TOKYO—The Japanese government issued an official emergency at one of the country's nuclear plants Friday after a massive earthquake automatically shut down its reactors and caused problems with its cooling system, but said there are currently no reports of radiation leakage.

"There are no reports of leakage from any nuclear power plants at the moment and no signs of any leakage," Chief Cabinet Secretary Yukio Edano said Friday. As a result of the state of emergency, the government will set up a special emergency task force to deal with the situation.

At Tokyo Electric Power's Fukushima Daiichi plant, three reactors shut down automatically as designed after a magnitude 8.9 earthquake struck off the northeast of Japan on Friday afternoon. The quake also caused diesel-powered generators used to cool the reactors to stop operating, leaving the utility company with a shortage of coolant to bring the reactors to a safe temperature.

Meanwhile, the three reactors at Tohoku Electric Power Co.'s Onagawa plant in Miyagi, near the epicenter of the quake, also shut down automatically. A few hours later, the company said that it observed smoke coming from the building housing the No. 1 reactor at the plant. The company said it is still checking the safety of the reactor, but said there has been no reported leakage of radioactive substances.

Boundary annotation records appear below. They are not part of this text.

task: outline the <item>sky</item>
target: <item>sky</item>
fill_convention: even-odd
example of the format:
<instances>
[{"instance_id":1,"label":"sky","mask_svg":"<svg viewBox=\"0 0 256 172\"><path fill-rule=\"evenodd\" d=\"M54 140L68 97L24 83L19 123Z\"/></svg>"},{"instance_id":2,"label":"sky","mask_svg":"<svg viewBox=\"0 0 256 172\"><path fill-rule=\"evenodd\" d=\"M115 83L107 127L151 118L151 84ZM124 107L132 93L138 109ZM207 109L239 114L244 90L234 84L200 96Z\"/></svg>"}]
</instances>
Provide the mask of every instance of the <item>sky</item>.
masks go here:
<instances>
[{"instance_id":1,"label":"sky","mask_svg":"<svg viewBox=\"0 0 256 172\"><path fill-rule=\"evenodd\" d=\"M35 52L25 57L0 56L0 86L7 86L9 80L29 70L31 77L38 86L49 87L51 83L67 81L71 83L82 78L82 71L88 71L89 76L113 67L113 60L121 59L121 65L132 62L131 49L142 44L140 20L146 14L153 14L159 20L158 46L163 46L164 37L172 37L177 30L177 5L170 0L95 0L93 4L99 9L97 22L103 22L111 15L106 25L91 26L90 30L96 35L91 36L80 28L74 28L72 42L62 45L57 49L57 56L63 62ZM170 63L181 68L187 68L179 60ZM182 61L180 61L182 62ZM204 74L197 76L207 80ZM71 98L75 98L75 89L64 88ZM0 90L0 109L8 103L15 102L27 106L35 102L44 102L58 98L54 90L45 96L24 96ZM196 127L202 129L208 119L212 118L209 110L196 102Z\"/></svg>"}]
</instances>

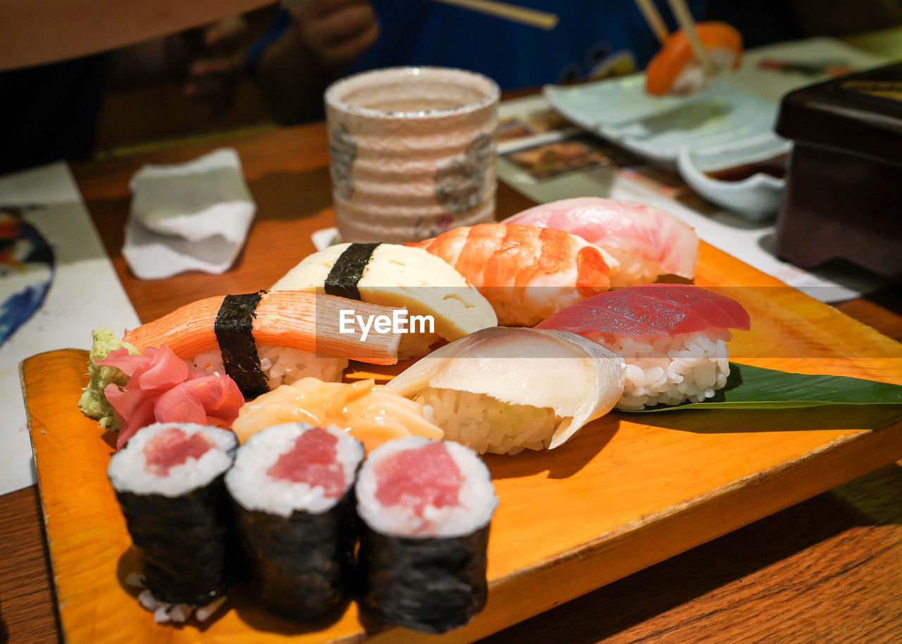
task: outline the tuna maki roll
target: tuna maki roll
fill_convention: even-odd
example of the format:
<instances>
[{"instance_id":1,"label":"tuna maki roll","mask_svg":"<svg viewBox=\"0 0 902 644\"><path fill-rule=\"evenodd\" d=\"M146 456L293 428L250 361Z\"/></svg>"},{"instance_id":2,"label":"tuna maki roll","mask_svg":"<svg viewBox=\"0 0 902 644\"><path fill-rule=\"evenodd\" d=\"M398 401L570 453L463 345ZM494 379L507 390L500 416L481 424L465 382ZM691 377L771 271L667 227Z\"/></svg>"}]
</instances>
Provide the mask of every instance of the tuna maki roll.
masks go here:
<instances>
[{"instance_id":1,"label":"tuna maki roll","mask_svg":"<svg viewBox=\"0 0 902 644\"><path fill-rule=\"evenodd\" d=\"M441 633L483 609L498 501L473 450L421 437L389 441L370 453L356 493L362 613Z\"/></svg>"},{"instance_id":2,"label":"tuna maki roll","mask_svg":"<svg viewBox=\"0 0 902 644\"><path fill-rule=\"evenodd\" d=\"M336 427L274 425L251 437L226 475L251 592L292 620L328 618L351 593L354 482L363 445Z\"/></svg>"},{"instance_id":3,"label":"tuna maki roll","mask_svg":"<svg viewBox=\"0 0 902 644\"><path fill-rule=\"evenodd\" d=\"M198 607L225 597L235 549L223 474L237 446L228 429L155 423L111 457L107 475L156 600L142 598L145 605Z\"/></svg>"}]
</instances>

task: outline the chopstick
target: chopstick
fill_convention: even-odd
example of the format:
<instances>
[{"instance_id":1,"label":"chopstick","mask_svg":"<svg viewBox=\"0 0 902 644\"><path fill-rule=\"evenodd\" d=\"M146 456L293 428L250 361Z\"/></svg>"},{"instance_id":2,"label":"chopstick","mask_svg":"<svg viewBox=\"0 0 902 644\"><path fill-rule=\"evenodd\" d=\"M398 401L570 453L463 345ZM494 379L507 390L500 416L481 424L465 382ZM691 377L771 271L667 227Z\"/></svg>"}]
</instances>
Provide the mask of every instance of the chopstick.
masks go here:
<instances>
[{"instance_id":1,"label":"chopstick","mask_svg":"<svg viewBox=\"0 0 902 644\"><path fill-rule=\"evenodd\" d=\"M689 46L692 47L692 52L695 55L695 60L702 66L704 75L713 76L713 63L711 62L711 57L708 56L707 50L704 49L702 41L698 38L698 32L695 31L695 21L692 18L692 13L689 11L689 7L686 6L686 0L667 0L667 4L670 5L670 10L676 17L676 23L679 24L680 29L686 33L686 37L689 39Z\"/></svg>"},{"instance_id":2,"label":"chopstick","mask_svg":"<svg viewBox=\"0 0 902 644\"><path fill-rule=\"evenodd\" d=\"M639 10L642 12L642 15L645 16L645 21L651 27L651 31L655 32L658 41L663 45L669 32L667 32L667 26L664 23L664 19L661 18L661 14L658 11L658 7L655 6L651 0L636 0L636 5L639 6Z\"/></svg>"},{"instance_id":3,"label":"chopstick","mask_svg":"<svg viewBox=\"0 0 902 644\"><path fill-rule=\"evenodd\" d=\"M433 2L454 5L539 29L554 29L555 25L557 24L557 15L555 14L538 9L528 9L495 0L433 0Z\"/></svg>"}]
</instances>

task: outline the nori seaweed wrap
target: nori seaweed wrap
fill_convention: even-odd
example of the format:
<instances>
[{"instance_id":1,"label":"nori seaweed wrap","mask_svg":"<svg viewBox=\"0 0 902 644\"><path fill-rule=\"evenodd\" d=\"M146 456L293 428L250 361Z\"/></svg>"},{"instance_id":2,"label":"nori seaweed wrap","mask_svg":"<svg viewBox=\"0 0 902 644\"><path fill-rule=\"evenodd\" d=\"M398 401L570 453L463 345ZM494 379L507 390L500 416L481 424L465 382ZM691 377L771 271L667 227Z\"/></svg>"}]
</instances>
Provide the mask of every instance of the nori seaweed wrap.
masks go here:
<instances>
[{"instance_id":1,"label":"nori seaweed wrap","mask_svg":"<svg viewBox=\"0 0 902 644\"><path fill-rule=\"evenodd\" d=\"M463 537L420 538L364 528L360 537L361 612L388 624L443 633L483 610L489 526Z\"/></svg>"},{"instance_id":2,"label":"nori seaweed wrap","mask_svg":"<svg viewBox=\"0 0 902 644\"><path fill-rule=\"evenodd\" d=\"M419 437L389 441L370 453L356 493L363 614L442 633L483 609L497 499L473 450Z\"/></svg>"},{"instance_id":3,"label":"nori seaweed wrap","mask_svg":"<svg viewBox=\"0 0 902 644\"><path fill-rule=\"evenodd\" d=\"M227 429L156 423L110 459L144 584L159 602L205 606L235 581L238 550L223 475L237 446Z\"/></svg>"},{"instance_id":4,"label":"nori seaweed wrap","mask_svg":"<svg viewBox=\"0 0 902 644\"><path fill-rule=\"evenodd\" d=\"M349 599L356 543L354 481L362 444L337 428L276 425L238 451L226 477L252 596L303 621Z\"/></svg>"}]
</instances>

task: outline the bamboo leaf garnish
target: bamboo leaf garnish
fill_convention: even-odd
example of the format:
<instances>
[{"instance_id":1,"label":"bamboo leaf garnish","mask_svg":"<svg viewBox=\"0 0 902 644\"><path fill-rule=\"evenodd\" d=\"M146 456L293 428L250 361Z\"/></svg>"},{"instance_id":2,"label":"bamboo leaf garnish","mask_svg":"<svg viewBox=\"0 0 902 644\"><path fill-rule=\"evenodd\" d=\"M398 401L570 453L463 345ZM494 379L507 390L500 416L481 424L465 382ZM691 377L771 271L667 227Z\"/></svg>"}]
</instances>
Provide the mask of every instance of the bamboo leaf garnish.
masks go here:
<instances>
[{"instance_id":1,"label":"bamboo leaf garnish","mask_svg":"<svg viewBox=\"0 0 902 644\"><path fill-rule=\"evenodd\" d=\"M730 363L726 386L704 402L656 405L639 411L784 409L820 405L898 404L902 404L902 385L849 376L789 373Z\"/></svg>"}]
</instances>

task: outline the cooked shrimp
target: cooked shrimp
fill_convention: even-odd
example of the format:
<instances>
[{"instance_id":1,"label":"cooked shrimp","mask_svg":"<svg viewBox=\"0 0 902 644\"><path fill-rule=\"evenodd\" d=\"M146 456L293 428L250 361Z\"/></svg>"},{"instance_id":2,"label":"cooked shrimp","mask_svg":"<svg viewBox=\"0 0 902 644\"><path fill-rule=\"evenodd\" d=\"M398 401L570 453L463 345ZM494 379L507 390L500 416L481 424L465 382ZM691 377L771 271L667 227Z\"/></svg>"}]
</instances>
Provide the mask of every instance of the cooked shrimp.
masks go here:
<instances>
[{"instance_id":1,"label":"cooked shrimp","mask_svg":"<svg viewBox=\"0 0 902 644\"><path fill-rule=\"evenodd\" d=\"M531 225L460 226L408 245L441 257L492 304L501 325L532 326L611 287L619 263L561 230Z\"/></svg>"}]
</instances>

French nuclear engineering group Areva said it hasn't been informed of any impact on its installations in the country. The company operates a joint venture with Mitsubishi Heavy Industries Ltd. and Mitsubishi Corp. specialized in nuclear fuel called MNF, as well as a zirconium making plant, Cezus, which is a fully owned unit of Areva.

All other Japanese power companies operating nuclear power plants in the country said their facilities are operating normally.

Tokyo Electric filed a report after the shutdown with central and local government authorities. Such reports are filed when there are possibilities of radioactive leakage that may force evacuation of residents, or other emergencies, such as a loss of coolant needed to cool reactors.

Three reactors, with a combined generation capacities of 2.03 million kilowatts, are part of the Fukushima Daiichi nuclear plant, located on the Pacific coast in Fukushima prefecture north of Tokyo. The plant's three other reactors weren't operating at the time of the earthquake due to a routine checkup.

Tokyo Electric is the operator of Japan's largest nuclear power plant, known as Kashiwazaki-Kariwa, which was shut down for an extended period after a 2007 earthquake that devastated Niigata prefecture on the Sea of Japan coast. The loss of its generation capacity sent Tepco scurrying to boost generation at its thermal power plants. High costs of purchasing fuel oil hurt the company's earnings sharply. It also raised questions about building large nuclear power plants in earth-quake prone areas of the country. That plant wasn't affected by the latest quake.